Pielęgniarki i położne – sytuacja kadrowa
Poniżej publikujemy fragment dyskusji posłów na posiedzeniu sejmu w dniu 17 listopada 2021 roku.
Poseł Dariusz Joński:
Chcę się upomnieć o tych, dla których premier Morawiecki nie ma czasu od września, od momentu, kiedy powstało białe miasteczko. Chodzi mi o pielęgniarki i położne. Podam tylko trzy liczby, które bardzo dobrze obrazują, w jakiej jesteśmy sytuacji. W 2020 r. z zawodu odeszło prawie 10 tys. pielęgniarek. Kształcenie skończyło 5 tys., a więc o połowę mniej. Ale prawo wykonywania zawodu odebrało 3700 pielęgniarek, z czego tylko 2800 trafiło do publicznej służby zdrowia. Chcę powiedzieć jedno. Cztery pielęgniarki odeszły, a jedna trafiła do publicznej służby zdrowia. Jesteśmy w takiej tragicznej sytuacji.
Pielęgniarki żyją krócej.
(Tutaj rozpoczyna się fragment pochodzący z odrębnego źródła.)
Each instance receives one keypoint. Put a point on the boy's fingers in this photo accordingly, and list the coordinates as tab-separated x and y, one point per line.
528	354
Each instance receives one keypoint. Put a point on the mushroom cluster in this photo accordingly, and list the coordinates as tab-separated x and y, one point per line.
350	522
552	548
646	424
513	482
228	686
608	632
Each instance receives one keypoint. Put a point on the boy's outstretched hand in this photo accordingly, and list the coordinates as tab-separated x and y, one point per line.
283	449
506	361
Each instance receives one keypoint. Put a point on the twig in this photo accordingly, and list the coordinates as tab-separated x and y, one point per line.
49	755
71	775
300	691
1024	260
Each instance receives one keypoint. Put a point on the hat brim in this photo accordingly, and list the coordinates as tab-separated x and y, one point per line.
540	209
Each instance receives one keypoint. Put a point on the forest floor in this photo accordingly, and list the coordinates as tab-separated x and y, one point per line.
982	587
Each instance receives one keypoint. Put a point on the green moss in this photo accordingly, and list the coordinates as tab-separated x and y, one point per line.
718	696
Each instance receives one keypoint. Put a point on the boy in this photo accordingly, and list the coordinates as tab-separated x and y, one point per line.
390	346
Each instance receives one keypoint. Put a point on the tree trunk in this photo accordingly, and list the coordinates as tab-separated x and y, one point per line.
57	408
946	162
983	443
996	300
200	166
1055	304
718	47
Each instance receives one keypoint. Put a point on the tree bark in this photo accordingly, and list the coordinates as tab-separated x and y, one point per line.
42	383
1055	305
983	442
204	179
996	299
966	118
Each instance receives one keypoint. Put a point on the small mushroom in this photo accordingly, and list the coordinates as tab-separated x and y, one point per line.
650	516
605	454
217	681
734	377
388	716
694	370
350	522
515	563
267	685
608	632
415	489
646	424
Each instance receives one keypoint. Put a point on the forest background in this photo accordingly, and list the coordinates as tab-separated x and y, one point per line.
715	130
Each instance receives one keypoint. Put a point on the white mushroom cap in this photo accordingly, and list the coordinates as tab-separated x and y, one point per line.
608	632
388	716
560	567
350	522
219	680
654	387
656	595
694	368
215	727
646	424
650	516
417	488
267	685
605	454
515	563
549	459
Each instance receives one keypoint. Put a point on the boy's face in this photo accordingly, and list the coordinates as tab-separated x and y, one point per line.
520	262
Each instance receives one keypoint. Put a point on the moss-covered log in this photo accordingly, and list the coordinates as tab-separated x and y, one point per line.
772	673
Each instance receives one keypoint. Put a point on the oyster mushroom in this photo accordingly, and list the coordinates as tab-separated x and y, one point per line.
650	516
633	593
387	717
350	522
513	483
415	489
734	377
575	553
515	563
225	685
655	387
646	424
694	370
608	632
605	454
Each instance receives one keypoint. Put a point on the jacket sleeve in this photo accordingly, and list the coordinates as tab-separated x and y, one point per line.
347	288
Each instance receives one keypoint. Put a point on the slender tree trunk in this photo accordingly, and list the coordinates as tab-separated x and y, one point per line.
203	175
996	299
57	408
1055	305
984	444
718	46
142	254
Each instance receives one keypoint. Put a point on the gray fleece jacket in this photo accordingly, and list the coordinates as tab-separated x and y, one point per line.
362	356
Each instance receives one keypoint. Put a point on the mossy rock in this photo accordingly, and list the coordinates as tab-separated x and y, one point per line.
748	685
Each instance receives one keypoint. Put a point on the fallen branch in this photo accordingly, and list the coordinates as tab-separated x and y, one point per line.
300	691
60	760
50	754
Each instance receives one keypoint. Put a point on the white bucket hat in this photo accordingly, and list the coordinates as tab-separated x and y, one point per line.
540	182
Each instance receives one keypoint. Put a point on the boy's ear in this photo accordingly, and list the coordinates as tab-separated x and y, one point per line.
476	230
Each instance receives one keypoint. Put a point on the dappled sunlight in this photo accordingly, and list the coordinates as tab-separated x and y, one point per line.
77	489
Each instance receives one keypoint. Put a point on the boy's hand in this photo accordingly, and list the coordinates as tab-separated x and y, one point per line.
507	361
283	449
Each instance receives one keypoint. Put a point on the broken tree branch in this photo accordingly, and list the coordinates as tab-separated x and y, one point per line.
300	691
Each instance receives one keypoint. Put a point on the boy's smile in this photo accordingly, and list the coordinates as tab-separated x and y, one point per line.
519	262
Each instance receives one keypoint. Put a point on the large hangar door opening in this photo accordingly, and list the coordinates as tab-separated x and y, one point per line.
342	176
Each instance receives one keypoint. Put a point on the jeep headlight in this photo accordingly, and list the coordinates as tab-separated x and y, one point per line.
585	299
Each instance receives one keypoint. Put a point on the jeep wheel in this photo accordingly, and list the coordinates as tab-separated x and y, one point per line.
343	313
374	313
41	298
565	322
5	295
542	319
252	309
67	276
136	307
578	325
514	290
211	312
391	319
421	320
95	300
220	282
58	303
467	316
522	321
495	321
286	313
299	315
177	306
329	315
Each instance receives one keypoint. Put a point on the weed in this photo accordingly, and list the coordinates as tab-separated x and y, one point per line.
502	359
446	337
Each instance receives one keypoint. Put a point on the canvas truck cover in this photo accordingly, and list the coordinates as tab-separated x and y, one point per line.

Naprawdę?
Dodatkowo jak spojrzymy na pielęgniarki, to okazuje się, że żyją one średnio 62 lata – a średnio kobiety żyją ok. 81 lat – bo są przepracowane, bo często pracują na dwa, trzy etaty. To pokazuje, w jakiej sytuacji jest dzisiaj Polska. (Dzwonek) Pieniądze są, pokazywaliśmy nawet, dokąd trafiają i dlaczego nie z powrotem do kasy i do budżetu.
Chcę powiedzieć na koniec jedną rzecz. Szpitale nie będą funkcjonowały bez pielęgniarek i położnych, a ludzie będą umierali, jeśli nie przedstawicie projektu realnego podwyższenia płac dla pielęgniarek i położnych. Dziękuję.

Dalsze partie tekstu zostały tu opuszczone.